Arabofil
Biz Emevi Camii’nde namaz kılacaktık.
İş döndü dolaştı, Beşar Esad’ın Habib-i Neccar Camii’nde namaz kılmasına evrildi.
Namazı bırakın adam doğrudan camiye ve çevresine talip.
Suriye, açık açık Türkiye topraklarında gözü olduğunu açıkladı.
Türkiye ise bildik yanıtı patlattı.
“Topraklarımızda gözü olanın ne hale geldiğini tarihi okuyanlar bilir.”
Güldüm.
Gözün ortalıkta bir Atatürk aradı.
Ne yazık ki, yok.
Bakın başından beri “Göçmen sorunu Türkiye’nin beka sorunudur” derken hep bunu kaset ettik.
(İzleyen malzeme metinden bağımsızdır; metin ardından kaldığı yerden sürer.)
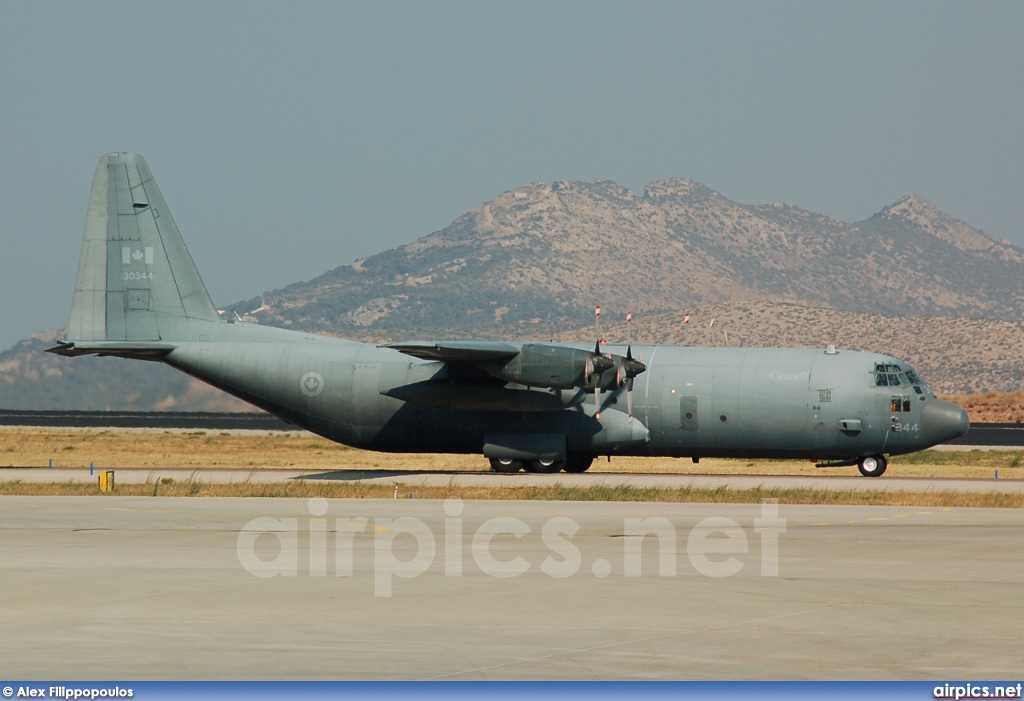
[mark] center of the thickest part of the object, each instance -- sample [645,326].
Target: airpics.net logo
[715,546]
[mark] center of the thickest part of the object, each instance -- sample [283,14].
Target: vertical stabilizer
[136,280]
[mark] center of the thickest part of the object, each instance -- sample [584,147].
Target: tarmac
[492,479]
[262,588]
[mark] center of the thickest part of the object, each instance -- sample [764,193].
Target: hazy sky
[290,138]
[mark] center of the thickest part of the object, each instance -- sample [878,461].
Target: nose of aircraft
[942,421]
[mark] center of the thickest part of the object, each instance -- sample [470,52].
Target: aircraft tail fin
[136,281]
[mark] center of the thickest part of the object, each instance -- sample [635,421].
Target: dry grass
[991,407]
[299,450]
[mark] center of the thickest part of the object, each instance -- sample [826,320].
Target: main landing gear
[872,466]
[572,463]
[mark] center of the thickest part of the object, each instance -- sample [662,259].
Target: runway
[152,587]
[491,479]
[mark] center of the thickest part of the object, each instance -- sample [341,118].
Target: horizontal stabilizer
[144,351]
[460,351]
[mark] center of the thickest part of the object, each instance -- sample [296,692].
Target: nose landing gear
[872,466]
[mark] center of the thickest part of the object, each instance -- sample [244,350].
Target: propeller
[626,367]
[629,367]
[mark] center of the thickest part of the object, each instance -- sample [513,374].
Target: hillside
[532,262]
[537,258]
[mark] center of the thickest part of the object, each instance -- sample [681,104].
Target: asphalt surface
[172,588]
[410,479]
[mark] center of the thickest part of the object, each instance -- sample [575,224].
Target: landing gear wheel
[579,463]
[505,466]
[544,466]
[872,466]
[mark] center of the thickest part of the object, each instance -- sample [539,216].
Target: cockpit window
[891,375]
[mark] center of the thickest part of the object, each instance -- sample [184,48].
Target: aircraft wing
[458,351]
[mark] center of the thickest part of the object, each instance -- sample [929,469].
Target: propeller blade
[629,397]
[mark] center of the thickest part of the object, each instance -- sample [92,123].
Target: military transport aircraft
[539,406]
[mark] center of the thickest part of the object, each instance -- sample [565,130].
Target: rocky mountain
[531,263]
[538,258]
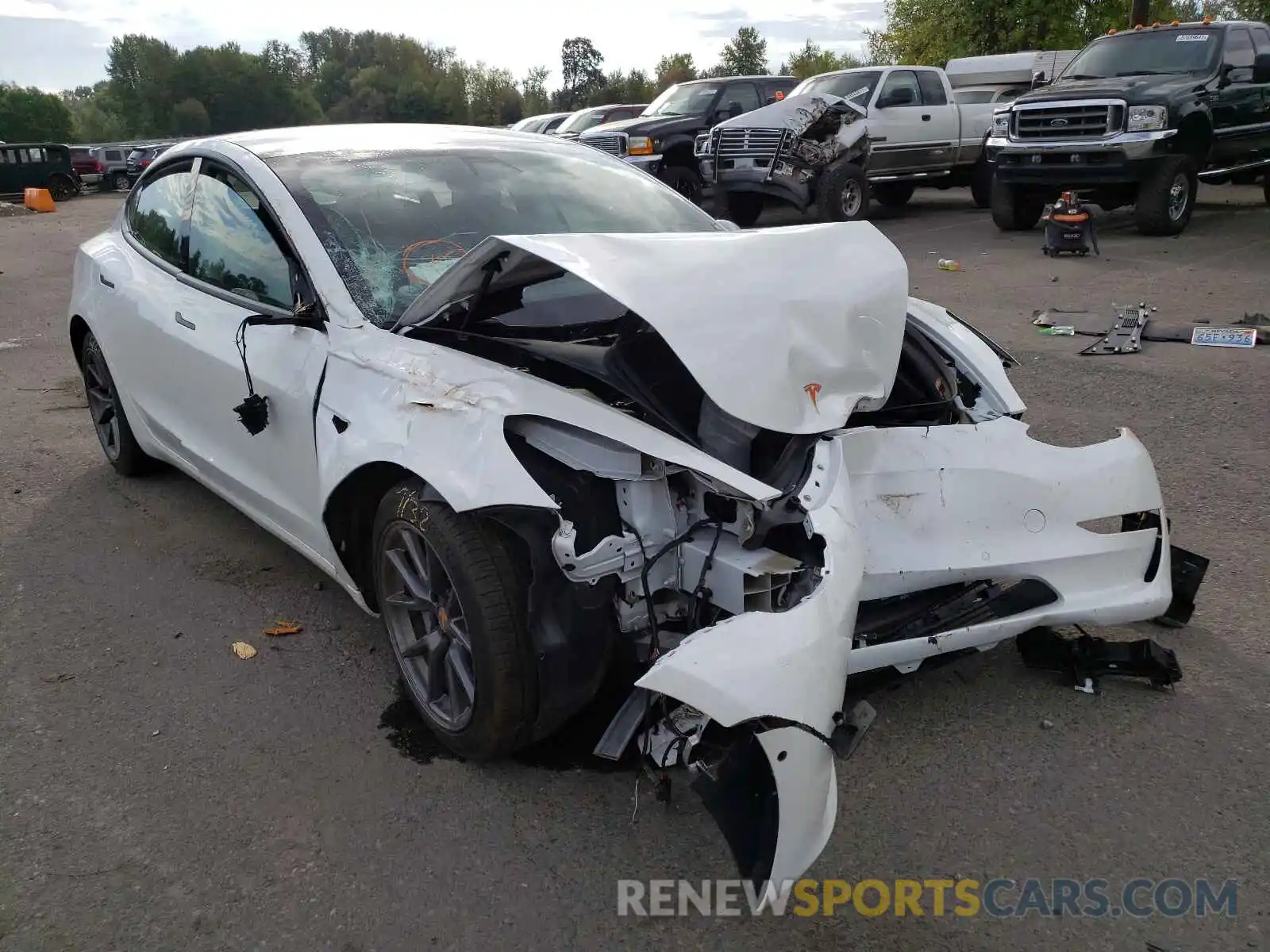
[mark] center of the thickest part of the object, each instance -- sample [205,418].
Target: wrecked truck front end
[723,479]
[781,149]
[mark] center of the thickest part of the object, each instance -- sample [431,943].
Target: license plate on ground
[1225,336]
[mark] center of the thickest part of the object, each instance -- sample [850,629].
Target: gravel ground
[156,793]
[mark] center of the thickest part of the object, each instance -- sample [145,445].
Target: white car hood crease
[791,329]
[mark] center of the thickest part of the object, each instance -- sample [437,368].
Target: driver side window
[895,83]
[1238,55]
[232,248]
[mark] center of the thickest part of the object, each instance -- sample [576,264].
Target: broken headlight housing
[1146,118]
Şu anda Hatay ve Kilis gibi Suriye ile sınır olan kentlerimizde Suriyeli göçmen sayısı, vatandaş sayımızı geçti.
Bunlar Esad karşıtı gibi görünse bile sonuçta Suriyeli.
Bunların yarın ne yapacağını kim bilebilir.
Hadi iyimser olup, bunların Esad karşıtı olduklarına inanalım.
Yarın Esad sonrasında ne yapacaklarını kim bilebilir.
Daha fazlasını söylemek, yazmak istemiyorum ama bu öngörüsüz, bu bilinçsiz, bu yanlış politikaları başımıza saranların, gelecekte hangi çorapların örüleceğini öngörmeleri sizce mümkün müdür!
Esad karşıtı oldukları için Suriye’den kaçıp Türkiye’yi bir nevi işgal etmiş olan bu 5 milyon kişinin bir gün bile Esad karşıtı bir gösteri yaptıklarını görmedik.
Ama giderek artan dozda Türkiye’yi tehdit ettiklerini, giderek küstahlaştıklarını görüyor, biliyor, yaşıyoruz.
Bu “Arabofilinin” sonu pek de hayırlı görünmüyor.
Atalarımızdan kalan bir ülkede giderek yabancılaşıyoruz.
128 milyar nerede sorusu önemli olmakla beraber yerine koyulabilecek bir şeyi aramaktadır.
Umarım yarın öbür gün Hatay nerede, Kilis nerede, biz neredeyiz diye sormak zorunda kalan bir duruma gelmeyiz.